Some years ago, it was set up that real estate agents in Australia should be perceived as property marketers. This was probably the worst thing we could have done; instead we should be positioning ourselves as advisors and negotiators, says Belle Property CEO Peter Hanscomb.
Yes, as agents, we do market property; but it is one of the easiest things that we do; and it is one of the things that is saleable through technology. Yet we seem to have primarily positioned our fee around this part of our job.
We should not be seen as property marketers, but as advisors and negotiators. That is the cornerstone of what we do. We give people advice on how and when they should market their property and how their property should be presented for sale.
The best agent is the best agent because of how they handle the negotiation between the prospective buyers and the seller.

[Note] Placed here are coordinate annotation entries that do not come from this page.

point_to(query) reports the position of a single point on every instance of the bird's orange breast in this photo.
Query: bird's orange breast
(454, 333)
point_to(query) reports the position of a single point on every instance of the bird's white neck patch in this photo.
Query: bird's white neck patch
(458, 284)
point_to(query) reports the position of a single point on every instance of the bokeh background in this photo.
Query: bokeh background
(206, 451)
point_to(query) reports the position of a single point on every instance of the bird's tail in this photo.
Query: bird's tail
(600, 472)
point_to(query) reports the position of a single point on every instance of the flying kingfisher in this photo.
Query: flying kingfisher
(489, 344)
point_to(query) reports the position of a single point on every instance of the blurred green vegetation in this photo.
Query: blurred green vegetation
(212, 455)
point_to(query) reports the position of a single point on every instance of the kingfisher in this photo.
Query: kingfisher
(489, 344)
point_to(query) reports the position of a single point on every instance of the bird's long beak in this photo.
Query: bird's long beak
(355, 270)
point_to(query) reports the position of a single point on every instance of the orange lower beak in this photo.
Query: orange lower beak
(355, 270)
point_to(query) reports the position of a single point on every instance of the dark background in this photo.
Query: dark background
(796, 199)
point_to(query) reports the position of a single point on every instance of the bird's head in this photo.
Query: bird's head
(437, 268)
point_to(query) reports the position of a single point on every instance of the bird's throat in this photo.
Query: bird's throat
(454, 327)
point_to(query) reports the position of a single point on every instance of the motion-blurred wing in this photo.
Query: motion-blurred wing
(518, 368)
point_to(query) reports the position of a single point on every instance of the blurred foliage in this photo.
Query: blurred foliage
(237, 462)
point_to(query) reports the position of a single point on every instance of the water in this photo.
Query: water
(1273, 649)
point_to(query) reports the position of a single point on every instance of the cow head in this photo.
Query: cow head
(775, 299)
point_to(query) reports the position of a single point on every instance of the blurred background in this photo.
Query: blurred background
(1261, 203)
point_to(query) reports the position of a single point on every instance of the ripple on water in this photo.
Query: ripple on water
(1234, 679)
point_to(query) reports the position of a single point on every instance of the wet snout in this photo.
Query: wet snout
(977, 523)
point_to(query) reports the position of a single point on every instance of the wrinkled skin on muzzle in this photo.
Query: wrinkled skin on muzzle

It is this part of our business that has been underrated and undersold, and I believe that is how we need to be seen as an industry in the long term. We should be one central body, cultivate highly professional agents and demand full licences for every salesperson, not just a certificate of registration. If we do all of this successfully then the vendors are going to get the best price.
Our very competitive marketplace has downgraded what we are worth because we use fees as the big differentiator, instead of the quality of the result. We are becoming a society that demands unrealistic consumer service, and unless we step up and show what we are worth, and why we are worth it, then we will only go backwards.
The way we speak about our agents and their role has a lasting impact on the public’s perception of our business. We only need to look to Canada to see how using the right terminology not only changes how the public perceives the real estate industry, but the value they place on our services.
Canada operates around the Multiple Listing System (MLS), with the selling and buying agent achieving a commission rate of between six to seven per cent on each transaction. Canadian real estate companies maintain a high level of professional perception because they have lobbied strongly to be recognised, they are better trained and they have different accreditations.
Some years ago, RE/MAX, the leading Canadian group at the time, introduced a tagline, ‘Canada’s #1 Negotiators’. It was followed up with a series of people being interviewed about their experiences with RE/MAX agents in Canada. This positioning statement saw the group grow from about 27 per cent to 43 per cent market share across the country, with a commission rate of over six per cent on an average deal.
Unlike Australia, one centralised body represents the industry in Canada. The group lobbied extensively about the position they have with the Government and with the community, and worked hard on recognising people who have gone for higher courses instead of going through designations. This has contributed to the agents being less vulnerable to digital disruption, as people wouldn’t take the risk of a second-rate negotiator through a digital platform handling the sale of their property.
One of the other big differences in Canada is that there is no outlay or risk for the person who is putting the home on the market. In Australia, we are forced to ask the seller to fund advertising and all other marketing upfront; therefore the more that is paid upfront, the lower the fee on the other end. In Canada, where the risk is on the agent, they can keep, maintain and protect a much higher fee base.
If we position our industry in Australia around a central body and develop an accreditation and education system that is governed by the industry, we will be able to raise standards and promote agents with the best experience, education and results. Fees will be restructured to reflect this.
Being perceived as a more professional body, as advisors and negotiators, we will be able to keep the digital disruption away from us as well. It won’t be about which portal we are on or what social marketing campaign we’re running; it will be about the strength of our professional advisors and negotiators. That is what will determine how we protect our fee and how we move forward as an industry.